EU rules restricting the use of hazardous substances in electrical and electronic equipment to protect the environment and public health.
Manufacturers, retailers and suppliers of electrical and electronic products must comply with different regulations about the Restriction of Hazardous Substances relevant to their end market.
What is RoHS?
The rise in the production and use of electrical and electronic products, such as mobile phones, computers and kitchen appliances, has resulted in an increasing volume of electrical and electronic waste. During the use, collection, treatment and disposal of such waste, products may release harmful (hazardous) substances such as lead, mercury and cadmium, which can cause major environmental and health problems.
To address such challenges, EU laws restrict the use of certain hazardous substances in electrical and electronic equipment through the RoHS Directive. In parallel, the WEEE Directive promotes the collection and recycling of such equipment.
The RoHS Directive currently restricts the use of ten substances: lead, cadmium, mercury, hexavalent chromium, polybrominated biphenyls (PBB) and polybrominated diphenyl ethers (PBDE), bis(2-ethylhexyl) phthalate (DEHP), butyl benzyl phthalate (BBP), dibutyl phthalate (DBP) and diisobutyl phthalate (DIBP).
All products with an electrical and electronic component, unless specifically excluded, have to comply with these restrictions.
In 2017, the Commission adopted a legislative proposal adjusting the scope of the RoHS Directive.
Objectives of RoHS
The RoHS Directive aims to prevent the risks posed to human health and the environment related to the management of electronic and electrical waste.
It does this by restricting the use of certain hazardous substances in EEE that can be substituted by safer alternatives. These restricted substances include heavy metals, flame retardants or plasticizers.

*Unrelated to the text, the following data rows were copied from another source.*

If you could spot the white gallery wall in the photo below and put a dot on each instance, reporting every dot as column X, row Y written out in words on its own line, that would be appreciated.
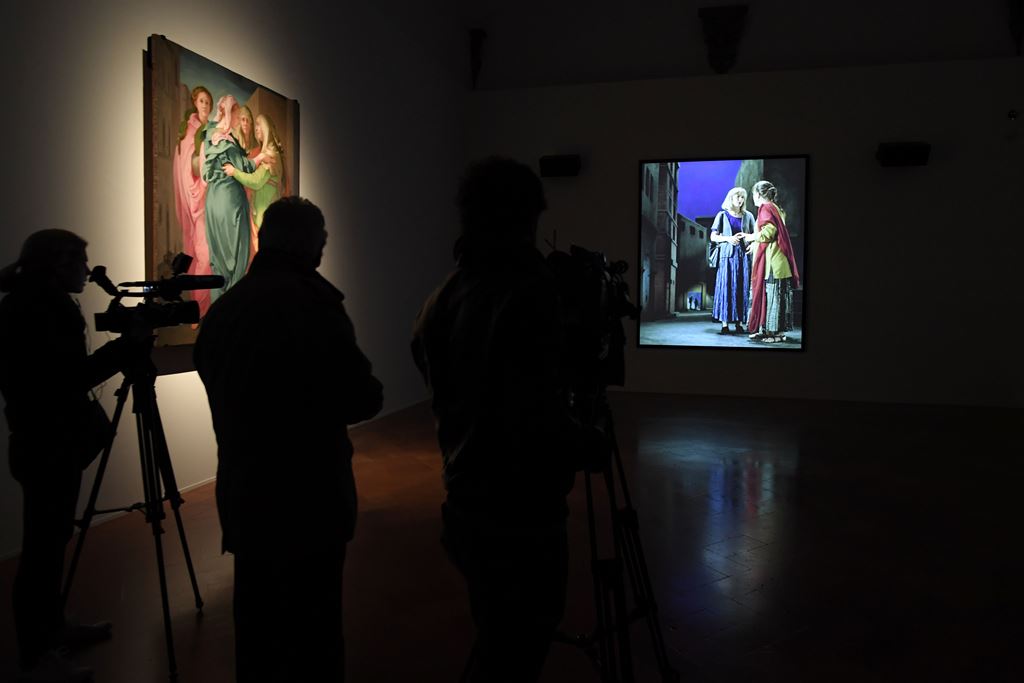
column 910, row 272
column 380, row 94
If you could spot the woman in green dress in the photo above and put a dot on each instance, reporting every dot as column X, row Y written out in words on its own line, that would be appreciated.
column 227, row 228
column 266, row 182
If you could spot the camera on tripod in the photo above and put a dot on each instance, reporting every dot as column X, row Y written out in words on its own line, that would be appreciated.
column 162, row 304
column 595, row 300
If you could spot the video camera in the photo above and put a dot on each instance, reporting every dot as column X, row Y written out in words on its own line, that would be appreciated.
column 595, row 300
column 162, row 305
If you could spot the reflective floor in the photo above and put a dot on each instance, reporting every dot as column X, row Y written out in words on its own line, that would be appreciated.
column 785, row 541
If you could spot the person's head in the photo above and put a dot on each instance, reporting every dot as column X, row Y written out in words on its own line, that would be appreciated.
column 735, row 200
column 500, row 201
column 203, row 101
column 764, row 191
column 52, row 256
column 294, row 225
column 245, row 124
column 227, row 114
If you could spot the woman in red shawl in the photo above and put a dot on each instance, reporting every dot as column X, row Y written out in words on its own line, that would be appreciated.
column 775, row 274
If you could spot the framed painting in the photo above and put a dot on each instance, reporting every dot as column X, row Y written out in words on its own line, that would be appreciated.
column 722, row 249
column 219, row 148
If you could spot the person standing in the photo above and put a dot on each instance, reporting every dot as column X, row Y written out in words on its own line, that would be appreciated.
column 732, row 281
column 285, row 377
column 46, row 374
column 488, row 343
column 775, row 273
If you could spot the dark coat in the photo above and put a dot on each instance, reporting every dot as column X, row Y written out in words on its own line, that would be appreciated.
column 489, row 344
column 285, row 377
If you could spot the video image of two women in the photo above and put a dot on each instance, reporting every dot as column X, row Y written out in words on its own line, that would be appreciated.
column 722, row 253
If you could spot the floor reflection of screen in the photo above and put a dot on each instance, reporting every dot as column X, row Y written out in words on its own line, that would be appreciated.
column 722, row 252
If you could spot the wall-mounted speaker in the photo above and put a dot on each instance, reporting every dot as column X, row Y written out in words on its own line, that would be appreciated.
column 559, row 166
column 903, row 154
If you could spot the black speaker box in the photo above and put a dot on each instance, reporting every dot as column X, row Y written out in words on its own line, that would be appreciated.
column 903, row 154
column 559, row 166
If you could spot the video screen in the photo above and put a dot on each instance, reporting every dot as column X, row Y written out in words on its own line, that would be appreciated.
column 722, row 252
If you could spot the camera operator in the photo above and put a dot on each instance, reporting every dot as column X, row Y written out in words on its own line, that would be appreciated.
column 489, row 343
column 55, row 431
column 284, row 375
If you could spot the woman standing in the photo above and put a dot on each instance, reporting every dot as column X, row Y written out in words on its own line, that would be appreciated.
column 266, row 183
column 775, row 273
column 732, row 284
column 55, row 431
column 189, row 189
column 226, row 207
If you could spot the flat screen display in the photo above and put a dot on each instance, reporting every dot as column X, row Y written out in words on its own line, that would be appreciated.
column 722, row 246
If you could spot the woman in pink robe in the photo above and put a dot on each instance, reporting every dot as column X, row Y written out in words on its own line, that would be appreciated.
column 189, row 189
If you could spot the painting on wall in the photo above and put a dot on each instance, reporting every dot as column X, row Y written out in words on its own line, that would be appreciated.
column 219, row 148
column 722, row 247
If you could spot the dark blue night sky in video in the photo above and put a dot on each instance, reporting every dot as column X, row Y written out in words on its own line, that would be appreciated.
column 702, row 185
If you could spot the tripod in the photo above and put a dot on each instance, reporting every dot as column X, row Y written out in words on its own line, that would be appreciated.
column 608, row 644
column 158, row 485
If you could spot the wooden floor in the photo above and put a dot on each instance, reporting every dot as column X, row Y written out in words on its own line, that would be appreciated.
column 786, row 541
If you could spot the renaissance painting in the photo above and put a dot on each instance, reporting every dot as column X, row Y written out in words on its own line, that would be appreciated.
column 219, row 150
column 722, row 249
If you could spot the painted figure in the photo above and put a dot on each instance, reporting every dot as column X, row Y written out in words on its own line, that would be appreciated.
column 245, row 131
column 732, row 283
column 775, row 274
column 267, row 182
column 226, row 206
column 189, row 189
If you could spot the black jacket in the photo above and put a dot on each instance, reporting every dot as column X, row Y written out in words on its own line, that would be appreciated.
column 285, row 377
column 489, row 344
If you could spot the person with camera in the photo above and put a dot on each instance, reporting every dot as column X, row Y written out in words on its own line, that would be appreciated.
column 46, row 374
column 489, row 345
column 285, row 377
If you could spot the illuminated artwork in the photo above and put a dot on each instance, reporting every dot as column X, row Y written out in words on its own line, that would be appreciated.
column 722, row 252
column 219, row 150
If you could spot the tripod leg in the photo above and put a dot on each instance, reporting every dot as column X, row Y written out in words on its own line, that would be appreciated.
column 621, row 621
column 636, row 563
column 90, row 507
column 173, row 495
column 144, row 404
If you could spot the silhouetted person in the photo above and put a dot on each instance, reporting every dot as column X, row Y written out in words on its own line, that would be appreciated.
column 45, row 376
column 489, row 344
column 285, row 377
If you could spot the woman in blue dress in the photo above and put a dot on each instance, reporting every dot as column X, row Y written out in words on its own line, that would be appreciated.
column 732, row 284
column 226, row 205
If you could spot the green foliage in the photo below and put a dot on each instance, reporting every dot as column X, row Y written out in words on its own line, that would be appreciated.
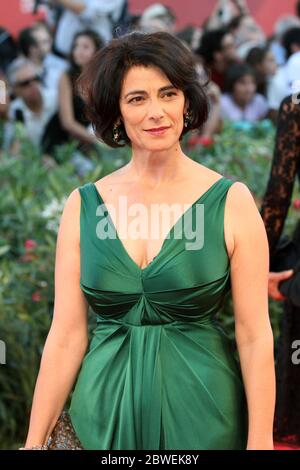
column 32, row 197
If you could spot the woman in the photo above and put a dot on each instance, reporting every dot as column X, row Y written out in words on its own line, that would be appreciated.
column 263, row 62
column 71, row 107
column 241, row 102
column 159, row 372
column 277, row 200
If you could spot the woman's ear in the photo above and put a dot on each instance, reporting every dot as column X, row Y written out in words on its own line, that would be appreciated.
column 186, row 106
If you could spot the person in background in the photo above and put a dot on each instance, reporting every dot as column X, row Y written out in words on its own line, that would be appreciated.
column 157, row 17
column 191, row 36
column 52, row 65
column 224, row 12
column 79, row 15
column 218, row 52
column 241, row 102
column 8, row 50
column 71, row 105
column 282, row 25
column 287, row 75
column 284, row 172
column 33, row 105
column 247, row 34
column 263, row 62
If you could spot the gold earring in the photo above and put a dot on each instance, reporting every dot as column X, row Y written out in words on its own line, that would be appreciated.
column 116, row 133
column 187, row 119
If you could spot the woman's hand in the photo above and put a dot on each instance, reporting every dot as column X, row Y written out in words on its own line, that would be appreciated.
column 274, row 280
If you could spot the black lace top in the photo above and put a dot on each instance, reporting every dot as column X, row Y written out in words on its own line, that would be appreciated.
column 284, row 170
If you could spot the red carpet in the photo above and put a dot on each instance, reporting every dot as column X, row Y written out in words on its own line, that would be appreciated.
column 283, row 446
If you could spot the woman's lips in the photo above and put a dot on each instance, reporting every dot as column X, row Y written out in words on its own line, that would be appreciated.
column 158, row 131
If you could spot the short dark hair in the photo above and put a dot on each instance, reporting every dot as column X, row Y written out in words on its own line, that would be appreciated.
column 101, row 81
column 290, row 37
column 235, row 73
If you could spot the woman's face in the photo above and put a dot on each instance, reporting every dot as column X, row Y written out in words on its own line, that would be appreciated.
column 244, row 89
column 83, row 51
column 149, row 101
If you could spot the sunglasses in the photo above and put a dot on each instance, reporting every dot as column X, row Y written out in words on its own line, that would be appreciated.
column 27, row 82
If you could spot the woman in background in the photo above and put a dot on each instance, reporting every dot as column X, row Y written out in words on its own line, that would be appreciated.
column 71, row 106
column 277, row 200
column 241, row 102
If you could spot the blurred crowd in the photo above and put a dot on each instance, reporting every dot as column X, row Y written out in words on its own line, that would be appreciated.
column 246, row 74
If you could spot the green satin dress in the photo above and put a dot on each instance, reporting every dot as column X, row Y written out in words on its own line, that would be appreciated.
column 159, row 372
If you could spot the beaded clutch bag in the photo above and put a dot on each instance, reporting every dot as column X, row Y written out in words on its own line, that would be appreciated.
column 63, row 436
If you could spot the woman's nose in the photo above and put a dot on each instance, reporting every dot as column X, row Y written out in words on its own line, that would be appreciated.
column 155, row 109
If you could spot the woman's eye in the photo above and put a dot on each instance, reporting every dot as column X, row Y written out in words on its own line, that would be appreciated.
column 170, row 93
column 137, row 99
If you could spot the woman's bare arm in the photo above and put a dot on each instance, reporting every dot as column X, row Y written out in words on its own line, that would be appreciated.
column 67, row 340
column 249, row 280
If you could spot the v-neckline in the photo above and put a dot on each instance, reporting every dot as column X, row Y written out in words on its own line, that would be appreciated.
column 167, row 237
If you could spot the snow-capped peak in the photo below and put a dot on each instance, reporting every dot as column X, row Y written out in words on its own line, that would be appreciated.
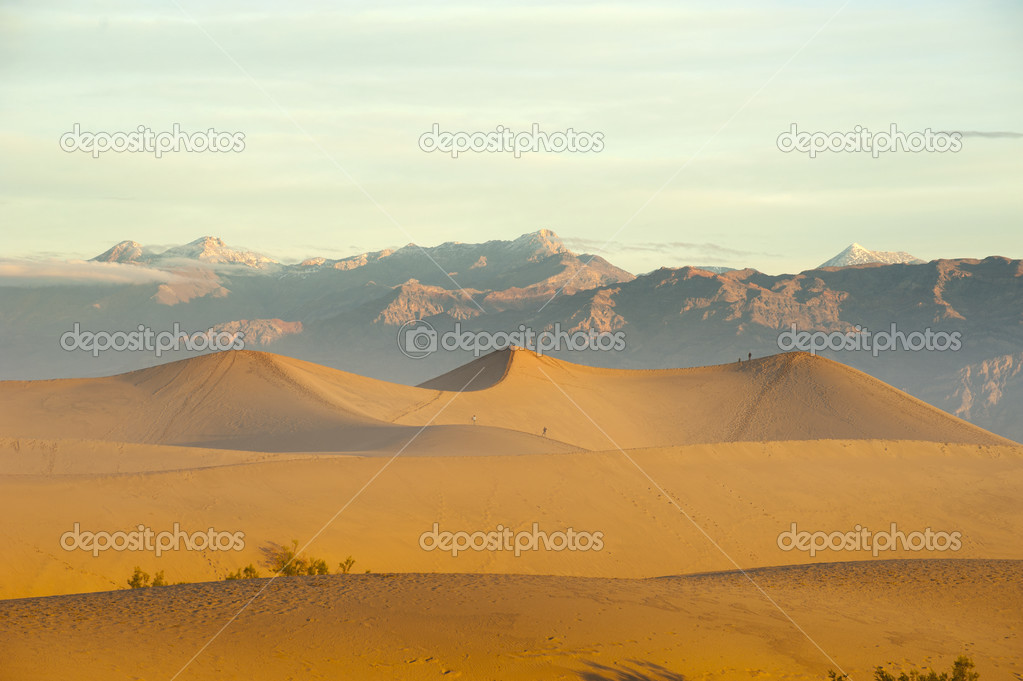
column 539, row 244
column 126, row 252
column 207, row 250
column 213, row 250
column 857, row 255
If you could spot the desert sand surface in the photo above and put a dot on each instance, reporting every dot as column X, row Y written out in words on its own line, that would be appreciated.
column 410, row 626
column 742, row 495
column 257, row 401
column 687, row 474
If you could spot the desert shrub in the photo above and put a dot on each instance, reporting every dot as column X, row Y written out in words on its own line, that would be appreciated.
column 286, row 561
column 962, row 671
column 247, row 573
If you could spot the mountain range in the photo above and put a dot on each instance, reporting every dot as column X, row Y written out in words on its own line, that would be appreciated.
column 347, row 313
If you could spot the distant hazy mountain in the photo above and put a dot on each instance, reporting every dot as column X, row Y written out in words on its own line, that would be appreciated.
column 209, row 250
column 857, row 255
column 347, row 313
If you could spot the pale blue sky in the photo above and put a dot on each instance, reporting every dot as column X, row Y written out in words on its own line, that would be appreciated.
column 702, row 88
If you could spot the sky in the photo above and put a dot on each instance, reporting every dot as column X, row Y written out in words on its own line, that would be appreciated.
column 688, row 99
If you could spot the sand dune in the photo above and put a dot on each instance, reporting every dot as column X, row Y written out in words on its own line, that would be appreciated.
column 794, row 396
column 680, row 471
column 369, row 627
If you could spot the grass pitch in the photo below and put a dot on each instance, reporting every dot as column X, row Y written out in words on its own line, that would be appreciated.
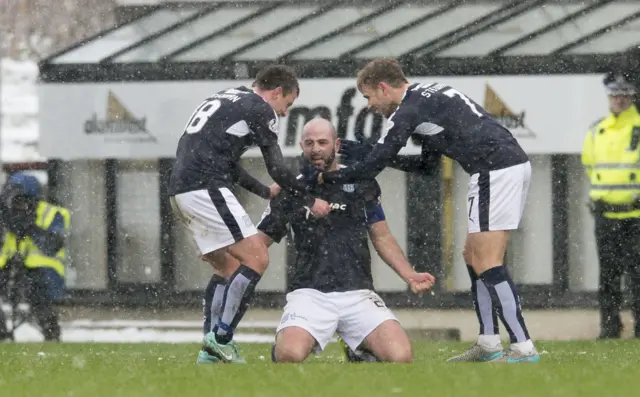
column 112, row 370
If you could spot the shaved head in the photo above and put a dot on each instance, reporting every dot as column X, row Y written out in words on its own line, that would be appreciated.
column 319, row 125
column 320, row 143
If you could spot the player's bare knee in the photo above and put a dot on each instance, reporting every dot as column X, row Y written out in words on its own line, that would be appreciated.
column 251, row 252
column 402, row 354
column 467, row 255
column 290, row 353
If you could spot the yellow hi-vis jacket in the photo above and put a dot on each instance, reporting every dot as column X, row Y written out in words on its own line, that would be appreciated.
column 611, row 157
column 33, row 257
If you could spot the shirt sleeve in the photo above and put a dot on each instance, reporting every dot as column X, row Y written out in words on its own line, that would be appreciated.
column 373, row 206
column 400, row 126
column 275, row 218
column 264, row 124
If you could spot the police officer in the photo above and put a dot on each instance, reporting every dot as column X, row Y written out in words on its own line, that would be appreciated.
column 611, row 157
column 34, row 234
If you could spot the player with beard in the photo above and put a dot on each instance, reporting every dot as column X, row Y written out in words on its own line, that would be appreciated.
column 330, row 285
column 449, row 123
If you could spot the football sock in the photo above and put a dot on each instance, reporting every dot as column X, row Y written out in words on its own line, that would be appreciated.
column 507, row 302
column 212, row 302
column 487, row 317
column 237, row 296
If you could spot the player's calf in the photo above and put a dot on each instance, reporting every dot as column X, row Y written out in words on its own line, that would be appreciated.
column 488, row 251
column 253, row 256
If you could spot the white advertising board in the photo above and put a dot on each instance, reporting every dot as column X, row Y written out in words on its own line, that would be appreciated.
column 547, row 114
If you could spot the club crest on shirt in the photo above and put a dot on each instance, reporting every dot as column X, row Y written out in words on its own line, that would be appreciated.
column 349, row 188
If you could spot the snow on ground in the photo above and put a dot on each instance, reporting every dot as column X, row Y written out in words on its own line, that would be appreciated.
column 19, row 125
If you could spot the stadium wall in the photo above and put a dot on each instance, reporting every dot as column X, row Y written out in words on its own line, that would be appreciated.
column 111, row 146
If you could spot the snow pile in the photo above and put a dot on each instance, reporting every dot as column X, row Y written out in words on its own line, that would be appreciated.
column 19, row 111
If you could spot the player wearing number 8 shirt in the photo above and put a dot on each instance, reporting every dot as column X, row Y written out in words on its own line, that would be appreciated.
column 221, row 129
column 447, row 122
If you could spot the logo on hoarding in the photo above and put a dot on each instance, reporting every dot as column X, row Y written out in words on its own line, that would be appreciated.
column 119, row 124
column 496, row 107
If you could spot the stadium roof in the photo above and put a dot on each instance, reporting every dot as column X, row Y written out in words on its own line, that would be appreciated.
column 239, row 33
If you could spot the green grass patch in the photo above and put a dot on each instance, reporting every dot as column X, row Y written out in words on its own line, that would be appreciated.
column 112, row 370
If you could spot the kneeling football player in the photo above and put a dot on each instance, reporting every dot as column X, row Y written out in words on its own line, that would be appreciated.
column 331, row 287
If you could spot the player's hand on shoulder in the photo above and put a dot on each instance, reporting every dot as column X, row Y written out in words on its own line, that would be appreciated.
column 274, row 190
column 421, row 282
column 354, row 151
column 320, row 208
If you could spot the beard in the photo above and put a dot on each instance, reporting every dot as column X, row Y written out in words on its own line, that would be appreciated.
column 327, row 159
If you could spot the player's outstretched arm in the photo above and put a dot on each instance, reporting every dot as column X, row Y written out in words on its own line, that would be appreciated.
column 425, row 163
column 249, row 183
column 389, row 250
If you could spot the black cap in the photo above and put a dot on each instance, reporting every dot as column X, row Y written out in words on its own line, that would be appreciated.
column 619, row 84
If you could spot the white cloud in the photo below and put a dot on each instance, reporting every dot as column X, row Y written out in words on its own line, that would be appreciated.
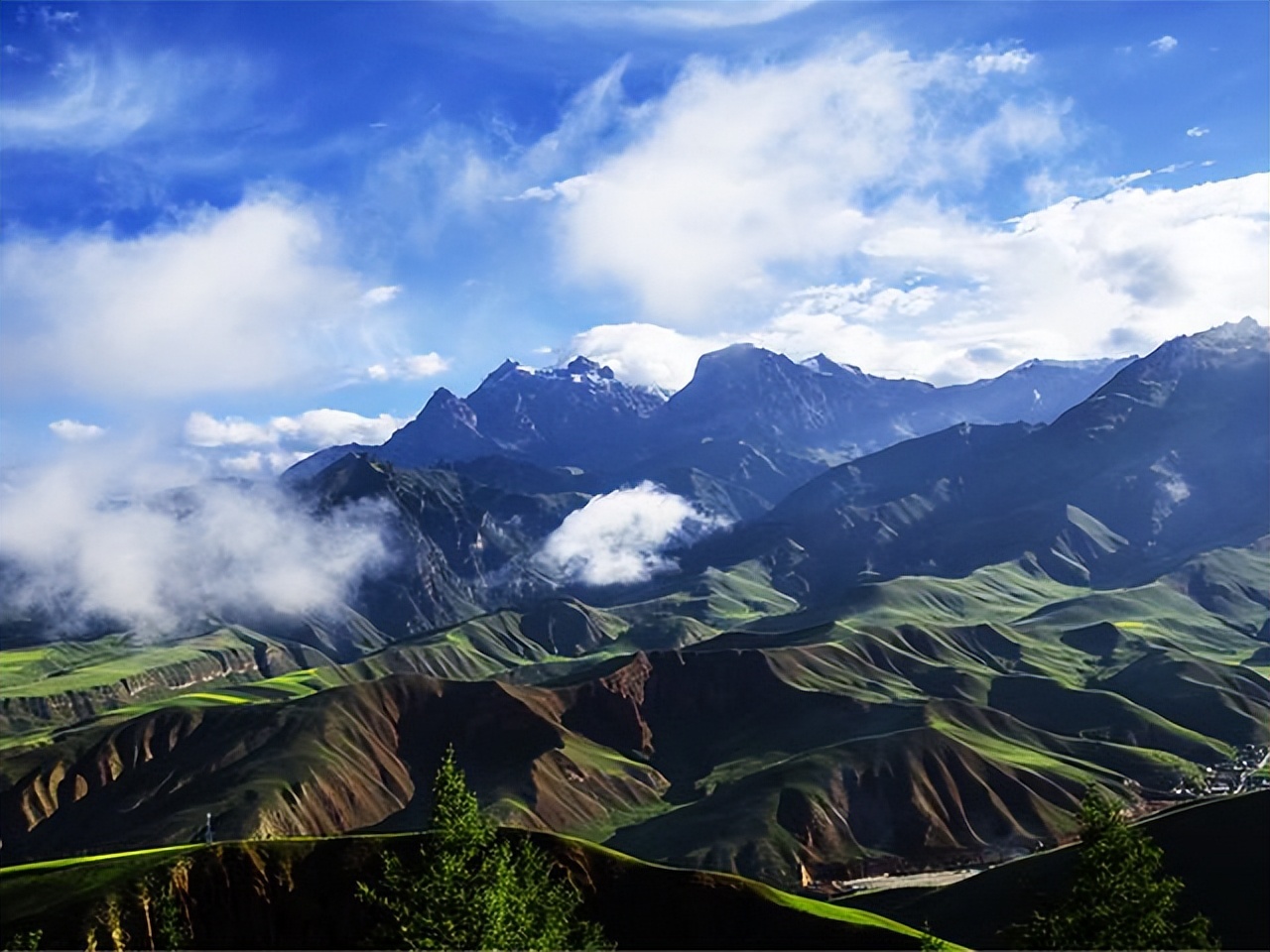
column 691, row 16
column 91, row 537
column 98, row 102
column 1075, row 280
column 313, row 429
column 239, row 299
column 1010, row 61
column 381, row 295
column 702, row 212
column 621, row 537
column 413, row 367
column 645, row 353
column 75, row 431
column 257, row 463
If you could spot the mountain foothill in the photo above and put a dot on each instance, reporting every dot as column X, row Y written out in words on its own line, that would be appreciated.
column 921, row 624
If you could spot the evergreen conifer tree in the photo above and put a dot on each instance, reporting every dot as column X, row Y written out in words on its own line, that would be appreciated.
column 1119, row 897
column 471, row 889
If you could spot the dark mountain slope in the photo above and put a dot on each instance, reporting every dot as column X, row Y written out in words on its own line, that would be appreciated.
column 1167, row 460
column 1219, row 849
column 772, row 422
column 303, row 893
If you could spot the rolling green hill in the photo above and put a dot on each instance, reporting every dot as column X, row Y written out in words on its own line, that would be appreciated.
column 1218, row 848
column 921, row 722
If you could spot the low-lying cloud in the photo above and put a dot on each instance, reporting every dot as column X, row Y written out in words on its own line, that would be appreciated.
column 621, row 537
column 225, row 301
column 84, row 542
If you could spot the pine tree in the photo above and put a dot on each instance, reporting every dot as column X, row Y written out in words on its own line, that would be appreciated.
column 1118, row 898
column 471, row 889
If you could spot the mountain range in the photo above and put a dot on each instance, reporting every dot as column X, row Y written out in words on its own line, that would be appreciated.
column 935, row 617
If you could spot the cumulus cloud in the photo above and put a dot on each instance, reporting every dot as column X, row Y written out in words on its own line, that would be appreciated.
column 413, row 367
column 1016, row 60
column 75, row 431
column 227, row 301
column 701, row 212
column 87, row 540
column 621, row 537
column 381, row 295
column 955, row 299
column 647, row 353
column 313, row 429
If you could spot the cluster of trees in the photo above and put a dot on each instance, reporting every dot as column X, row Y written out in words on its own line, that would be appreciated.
column 470, row 888
column 1118, row 897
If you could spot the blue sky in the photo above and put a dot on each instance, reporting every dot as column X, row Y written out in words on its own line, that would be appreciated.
column 243, row 231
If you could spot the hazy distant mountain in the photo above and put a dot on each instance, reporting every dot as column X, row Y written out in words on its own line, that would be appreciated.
column 576, row 416
column 752, row 424
column 922, row 655
column 1166, row 460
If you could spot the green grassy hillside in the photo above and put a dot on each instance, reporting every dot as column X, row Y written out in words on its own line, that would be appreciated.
column 919, row 722
column 1218, row 848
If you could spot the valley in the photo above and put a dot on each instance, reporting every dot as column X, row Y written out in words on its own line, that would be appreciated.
column 913, row 660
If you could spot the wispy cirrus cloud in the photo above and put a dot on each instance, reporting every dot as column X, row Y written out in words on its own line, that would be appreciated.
column 1119, row 273
column 679, row 17
column 100, row 98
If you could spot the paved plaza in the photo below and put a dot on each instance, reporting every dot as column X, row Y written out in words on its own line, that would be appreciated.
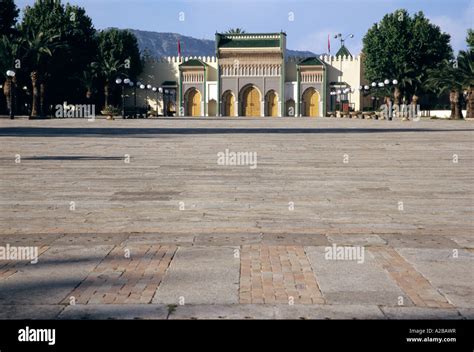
column 138, row 219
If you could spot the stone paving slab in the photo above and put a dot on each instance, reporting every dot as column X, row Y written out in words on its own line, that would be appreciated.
column 30, row 312
column 58, row 271
column 356, row 240
column 88, row 239
column 277, row 274
column 226, row 209
column 160, row 238
column 464, row 241
column 201, row 275
column 29, row 239
column 420, row 241
column 347, row 282
column 114, row 311
column 227, row 239
column 295, row 239
column 421, row 313
column 127, row 275
column 453, row 277
column 265, row 312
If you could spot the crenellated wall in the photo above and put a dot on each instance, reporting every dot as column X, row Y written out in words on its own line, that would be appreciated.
column 339, row 68
column 347, row 69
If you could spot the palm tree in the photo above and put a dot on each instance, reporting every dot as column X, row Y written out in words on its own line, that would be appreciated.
column 466, row 72
column 235, row 31
column 10, row 50
column 38, row 47
column 88, row 78
column 456, row 77
column 445, row 79
column 109, row 68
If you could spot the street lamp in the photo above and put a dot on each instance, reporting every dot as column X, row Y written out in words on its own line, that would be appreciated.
column 122, row 83
column 11, row 75
column 343, row 39
column 146, row 88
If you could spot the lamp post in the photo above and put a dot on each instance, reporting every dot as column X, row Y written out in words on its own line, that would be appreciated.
column 155, row 90
column 11, row 75
column 343, row 40
column 160, row 90
column 165, row 101
column 122, row 83
column 146, row 88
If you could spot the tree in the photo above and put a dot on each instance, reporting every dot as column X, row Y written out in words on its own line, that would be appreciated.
column 404, row 48
column 8, row 15
column 39, row 47
column 118, row 54
column 10, row 50
column 75, row 47
column 470, row 39
column 235, row 31
column 466, row 69
column 444, row 79
column 456, row 77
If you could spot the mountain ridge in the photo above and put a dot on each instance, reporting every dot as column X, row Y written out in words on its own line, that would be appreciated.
column 162, row 44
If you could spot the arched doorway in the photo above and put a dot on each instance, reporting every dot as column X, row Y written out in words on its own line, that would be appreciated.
column 193, row 102
column 212, row 108
column 251, row 99
column 290, row 108
column 228, row 101
column 271, row 104
column 311, row 102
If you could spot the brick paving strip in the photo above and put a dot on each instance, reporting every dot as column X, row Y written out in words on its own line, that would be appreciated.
column 121, row 280
column 9, row 268
column 415, row 285
column 277, row 274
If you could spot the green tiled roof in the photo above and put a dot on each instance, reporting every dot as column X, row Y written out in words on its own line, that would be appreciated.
column 343, row 51
column 169, row 84
column 193, row 62
column 243, row 40
column 311, row 61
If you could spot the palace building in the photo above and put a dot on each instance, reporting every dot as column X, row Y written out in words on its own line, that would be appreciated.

The Directive promotes the recyclability of EEE, as EEE and its components that have become waste contain fewer hazardous substances. At the same time, it ensures a level playing field for manufacturers and importers of EEE in the European market.
Implementation of the RoHS Directive
Information about the implementation of the RoHS Directive, including the exemption procedure, timeframe and assessment studies.
Implementation of the RoHS Directive
RoHS 3 (EU 2015/863)
RoHS 3 (EU Directive 2015/863) adds Category 11 (catch-all) products and adds four new restricted substances - all phthalates. The four phthalates are mainly used as insulation plasticizers, and are on the REACH list of SVHC (Substances of Very High Concern). The expanded list for RoHS 3 is thus as follows:
Cadmium (0.01 %)
Lead (0.1 %)
Mercury (0.1 %)
Hexavalent chromium (0.1 %)
Polybrominated biphenyls (PBB) (0.1 %)
Polybrominated diphenyl ethers (PBDE) (0.1 %)
Bis(2-ethylhexyl) phthalate (DEHP) (0.1 %)
Butyl benzyl phthalate (BBP) (0.1 %)
Dibutyl phthalate (DBP) (0.1 %)
Diisobutyl phthalate (DIBP) (0.1 %)
Extention exemption: Of note is that medical devices have a two-year extension to meet RoHS 3 compliance:
"The restriction of DEHP, BBP, DBP and DIBP shall apply to medical devices, including in vitro medical devices, and monitoring and control instruments, including industrial monitoring and control instruments, from 22 July 2021."
Category 11 products include all other electronic and electrical equipment not covered under the other categories. Included are 2-wheeled vehicles, electronic nicotine delivery systems (ENDS) such as e-cigarettes, cannabis vaporizers and vape pens. Also included are electrical cables that are less than 250V working voltage.